A 1157 km long fully automated telemetric pipeline with 212 km of looping and a total capacity to transport over 6.0 million tonnes per year remains the lifeline of the company. Commissioned in 1962, the double skinned crude oil pipeline traverses 78 rivers including the Brahmaputra River as it meanders through paddy fields, forests and swamps. There are 11 pumping stations, 18 repeater stations and two terminals at Numaligarh and Rongapani in Udalguri district. The engines that drive the giant pumps along the pipeline have more than two hundred thousand hours of service and established a world record of machine hours.

OIL completed the construction of a 660 km pipeline from Numaligarh to Siliguri in November 2007. The company also sells its gas to different customers in Assam: Brahmaputra Valley Fertilizer Corporation Limited (BVFCL), ASEB, NEEPCO, Indian Oil Corporation's retail Assam Oil Division, and APL as well as to the Rajasthan Rajya Vidyut Utpadan Nigam formerly part of the Rajasthan State Electricity Board. It also produces liquefied petroleum gas (LPG) at its plant in Duliajan, Assam.

== Management ==

- Chairman and Managing Directors
- 1984 to 1987 - Maj Gen SCN Jatar.
- 1992 to 1995 - Mr. Bikash Chandra Bora
- May 2002 to 28 February 2006 - Mr. Ranjit Kumar Dutta
- 14 March 2006 to 1 December 2008 - Mr.
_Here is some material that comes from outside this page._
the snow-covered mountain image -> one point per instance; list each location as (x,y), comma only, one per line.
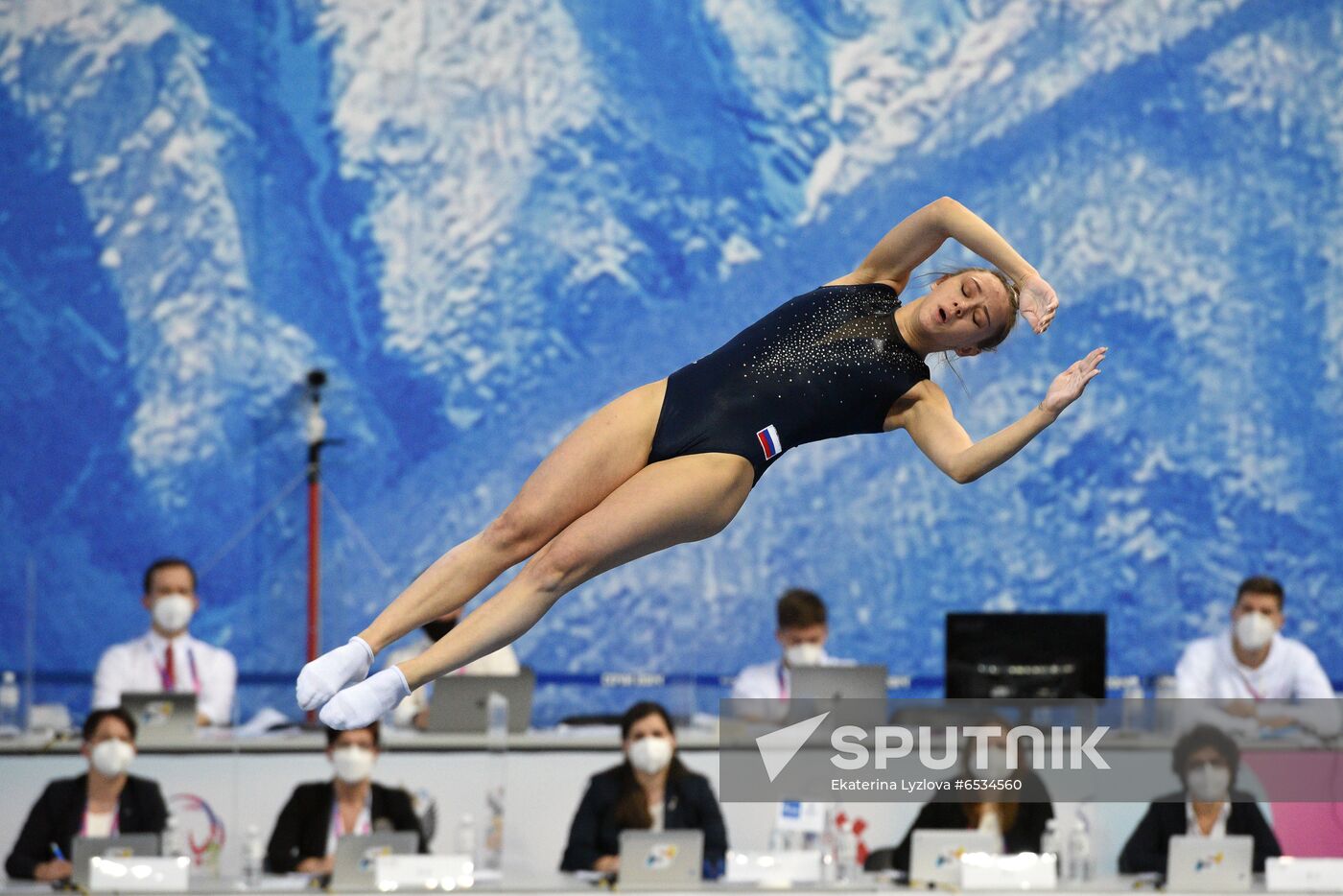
(486,218)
Mulkh Raj Pasrija
- 1 December 2008 to April 2012 - Mr. Nayan Mani Borah
- May 2012 to 30 June 2015 - Mr. S. K. Srivastava
- 1 July 2015 to 17 July 2016 - vacant
- 18 July 2016 to 30 September 2019 - Mr. Utpal Bora
- 1 October 2019 to 30 June 2022- Mr. Sushil Chandra Mishra
- 2 August 2022 to present - Dr. Ranjit Rath

== International operations ==
OIL's overseas E & P portfolio consists of 17 Blocks spread over 10 countries: Libya, Gabon, Nigeria, Yemen, Venezuela, USA, Mozambique, Myanmar, Bangladesh and Russia. In addition to the above, OIL has 10% PI in 741 km long Multiproduct pipeline construction and operation project in Sudan which was completed in 2005.

Oil India Limited carries out operations through a total of five subsidiaries, namely OIIL (Oil Indian International Limited), Oil India International BV, Oil India Sweden AB, Oil India (USA) Inc and OIL Cyprus.